А это откуда? Откуда оно? И кровь из глаз.
— Надо звонить в Тампеску. Возможно, инсульт…
— Как интересно, — протянула злая женщина. А она была зла, теперь Томас видел ее насквозь, этаким красным пятном, которое то сжималось, то расплывалось. — Такой молодой, а инсульт… удивительное совпадение, ты не находишь?
— Или заткнитесь, или помогите. Томас, ты меня слышишь?
— Это будет весьма печально, правда, если молодой человек окажется в той же ситуации, что и моя Зои… тоже, наверное, переутомился…
Его обхватили.
Сдавили. Дернули, лишая опоры, и Томас рухнул бы, если бы ему позволили.
…смотри в глаза, мальчик. Это будет наш с тобой секрет. Большой-большой секрет… один… для нас двоих…
Томас не хочет.
Он устал от секретов… и должен. Если с ним что-то случится, то что скажет Берт? Он ждет. Там. По ту сторону. Пусть говорят, что там ничего нет, но Томас верит. Томас знает, что Берт ждет. И готов ко встрече, но перед лицом колышутся алые-алые розы…
И запах их.
Томас помнит душный, почти тошнотворный запах роз, прикрывающий вонь…
…чего?
Вспышка боли окончательно погасила свет разума.
Глава 31
Я спиной почувствовала неладной. В какой-то миг взгляд миссис Фильчер смягчился, а потом появилось в нем какое-то непонятное удовлетворение.
— По-моему, с ним что-то не то, — сказала она.
И блокнотик свой к груди прижала.
Заглянуть бы в него.
Выбрать момент, когда этот блокнотик останется в комнате, не всегда ж она с ним ходит, и заглянуть. Убедиться, что пишет миссис Фильчер отнюдь не стихи, что…
Я обернулась.
И растерялась.
А потом разозлилась, но это опять же от растерянности. И страха. Томас стал не просто бледен. Он посерел, а вокруг губ появилась характерного вида кайма. Зрачки расплылись, почти вытеснив радужку.
— Томас…
Я позвала его тихо, уже понимая, что не дозовусь. И коснулась. Удивилась тому, до чего холодной вдруг стала его кожа. А еще испарина выступила. И лицо как-то вдруг перекосилось, будто левая половина его хотела улыбаться, а правая — плакать.
Что за…
Он был здоровым.
Он выглядел здоровым. И там, на тропе, и позже. Драконы чувствуют болезнь, да. А Томас… он ведь ни на что не жаловался.
Сволочь.
Нельзя вот так… и кровавые слезы. И что теперь с ним делать? Миссис Фильчер не спешила помогать, но и не уходила. Хотя бы замолчала, потому что слушать ее было невыносимо. Почти также, как тащить отяжелевшее, обмякшее вдруг тело, которое казалось не живым.
Я справилась.
И дотащила до диванчика. Перевалила. Положила на бок, смутно вспомнив, что людей нельзя класть на спину. Или все-таки можно? Только подсунуть под спину подушку и ноги поднять. Почему так? Я не знала, но подушек напихала и под спину, и под ноги. И галстук ослабила. Расстегнула рубашку.
Проверила пульс.
Звонить?
А кому? В полицейский участок? Шериф что-то да соображает в медицине. Да и… может, среди тех, кто должен приехать, врач затесался? Вот только… что они скажут?
Что подумают?
И ладно, чужие мысли — это половина беды, а ведь и предъявить могут, и доказывай потом, что я не виновата, что… просто рядом стояла.

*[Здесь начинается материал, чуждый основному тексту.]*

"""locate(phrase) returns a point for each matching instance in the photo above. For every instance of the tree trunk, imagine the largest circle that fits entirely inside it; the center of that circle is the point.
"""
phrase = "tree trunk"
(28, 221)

Я справилась с паникой, и дрожь в руках уняла. Стащила пиджак, прикрыла рубашку, на которой виднелась россыпь красных пятен крови, и посмотрела на миссис Фильчер. Та, опустившись на краешек стула, что-то самозабвенно черкала в своем блокноте.
Что?
И почему она настолько спокойна. И выглядит довольной. Слишком уж довольной. Будто…
— Что вы с ним сделали? — тихо спросила я. А миссис Фильчер лишь пожала плечами и ответила:
— Это мне следует спросить, что ты с ним сделала. С ним и с моей бедной дочерью.